Query Planning
Query planning in Sail involves multiple stages of syntactic and semantic analysis.
Sail accepts SQL strings as well as Spark relations defined in the Spark Connect protocol. It defines an unresolved specification (the "Sail spec") capable of representing both SQL and Spark relations.
The SQL string is parsed into an abstract syntax tree (AST) and then converted into the Sail spec. Sail implements its own in-house SQL parser to support all Spark SQL features. The Spark relation is converted into the Sail spec directly.

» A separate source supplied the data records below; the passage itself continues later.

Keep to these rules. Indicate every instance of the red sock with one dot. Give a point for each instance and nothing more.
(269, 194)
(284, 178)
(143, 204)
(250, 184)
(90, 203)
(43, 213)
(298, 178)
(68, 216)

Sail uses Apache DataFusion as the underlying query engine. DataFusion provides abstractions and implementations for logical plans, physical plans, catalogs, and file formats. Sail combines these capabilities with its own extensions.
The Sail spec is analyzed and resolved into a DataFusion logical plan using contextual information from the catalog and function registry. The logical plan is optimized and converted into a DataFusion physical plan, which undergoes another round of optimization. Sail implements various custom logical and physical plan extension nodes to support Spark features such as PySpark UDFs.
In local mode, the optimized physical plan is executed directly. In cluster mode, the optimized physical plan is further split into stages at data shuffle boundaries. The tasks, each representing one partition within a stage, are sent to the workers for execution.